Kegiatan ini bertujuan mengedukasi masyarakat mengenai pentingnya menjaga lingkungan dan ketahanan pangan dari sudut pandang Islam. Melalui diskusi ini, MUI Kota Makassar berharap dapat mendorong para pengurus dan perwakilan komisi untuk menjadi pelopor gerakan lingkungan bersih serta keluarga tangguh pangan.
Staf Ahli Bidang Pemerintahan, Hukum, dan Politik Pemkot Makassar, H. Akhmad Namsum, yang hadir mewakili Wali Kota Makassar, mengapresiasi inisiatif ini. Menurutnya, kegiatan tersebut sejalan dengan visi dan misi pemerintah kota dalam mengatasi masalah pengelolaan sampah.

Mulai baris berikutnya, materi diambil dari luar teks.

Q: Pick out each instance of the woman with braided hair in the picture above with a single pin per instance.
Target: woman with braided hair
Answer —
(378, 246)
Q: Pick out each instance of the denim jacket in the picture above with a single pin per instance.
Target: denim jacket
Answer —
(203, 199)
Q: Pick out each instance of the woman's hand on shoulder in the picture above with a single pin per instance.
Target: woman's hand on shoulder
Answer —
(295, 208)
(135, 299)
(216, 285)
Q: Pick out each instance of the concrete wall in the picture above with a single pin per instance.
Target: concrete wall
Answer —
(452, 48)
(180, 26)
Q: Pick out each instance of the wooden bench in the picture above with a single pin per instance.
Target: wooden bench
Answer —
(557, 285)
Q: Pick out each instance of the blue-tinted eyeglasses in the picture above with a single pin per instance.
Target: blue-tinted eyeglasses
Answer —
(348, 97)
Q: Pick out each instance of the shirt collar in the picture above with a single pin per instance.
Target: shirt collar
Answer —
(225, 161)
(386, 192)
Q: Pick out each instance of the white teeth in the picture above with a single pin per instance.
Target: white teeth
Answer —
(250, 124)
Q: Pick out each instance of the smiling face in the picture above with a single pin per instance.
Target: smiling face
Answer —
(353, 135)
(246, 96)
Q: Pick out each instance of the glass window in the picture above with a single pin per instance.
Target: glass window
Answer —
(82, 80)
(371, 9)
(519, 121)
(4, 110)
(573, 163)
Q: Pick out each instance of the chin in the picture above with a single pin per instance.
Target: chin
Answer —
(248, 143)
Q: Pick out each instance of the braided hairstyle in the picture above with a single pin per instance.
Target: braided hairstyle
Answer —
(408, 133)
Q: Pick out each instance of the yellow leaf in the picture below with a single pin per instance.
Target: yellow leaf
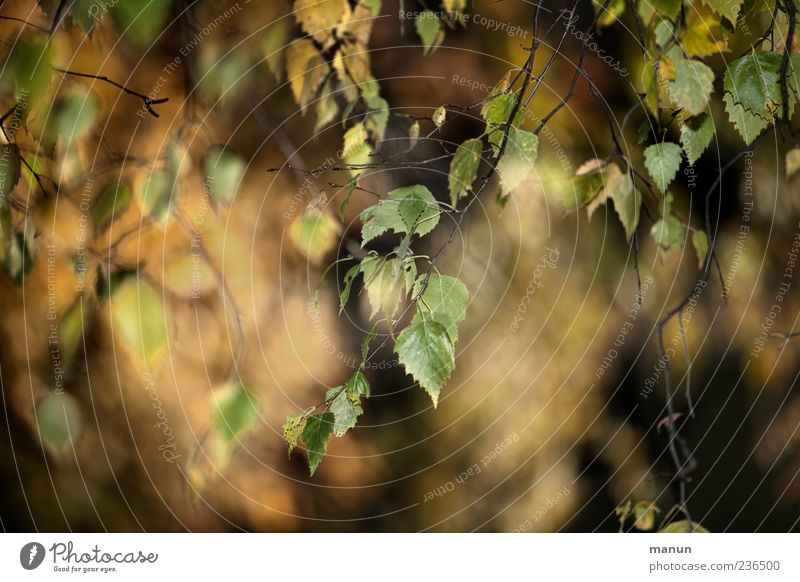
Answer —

“Saat ini Makassar dalam kondisi darurat sampah dan menerima sanksi administrasi dari Kementerian Lingkungan Hidup. MUI Kota Makassar adalah organisasi mitra pemerintah yang elegan dalam membantu mengatasi berbagai permasalahan di masyarakat, termasuk masalah sampah,” ujar Akhmad Namsum.

Sementara itu, Ketua Panitia Pelaksana, H. Muhammad Nur, mengingatkan bahwa alam beserta isinya adalah titipan Allah SWT yang harus dipertanggungjawabkan. Ia mengajak masyarakat untuk memulai aksi nyata dari lingkungan rumah.
“Menjaga lingkungan bukan hanya soal kebersihan dan keindahan, tetapi juga bentuk ibadah. Rasulullah SAW bersabda bahwa menanam satu pohon yang buahnya dimakan manusia, hewan, atau burung akan menjadi sedekah yang pahalanya terus mengalir,” kata Muhammad Nur.
Ia juga mengajak warga memilah sampah dari rumah serta menanam pohon demi mewariskan bumi yang subur dan berkah kepada anak cucu.
Diskusi publik ini menghadirkan dua narasumber ahli, yaitu Kepala Dinas Lingkungan Hidup Kota Makassar, Dr. Helmy Budiman, yang membedah masalah pengelolaan sampah, serta Ketua Komisi Pemberdayaan Ekonomi Umat MUI Makassar, Dr. H. Idris Parakkasi, yang mengulas topik dari perspektif ekonomi syariah dan ketahanan pangan.
Acara tersebut dihadiri oleh perwakilan dari setiap komisi di bawah naungan MUI Kota Makassar, unsur pemerintahan, akademisi, serta para praktisi atau pelaku usaha.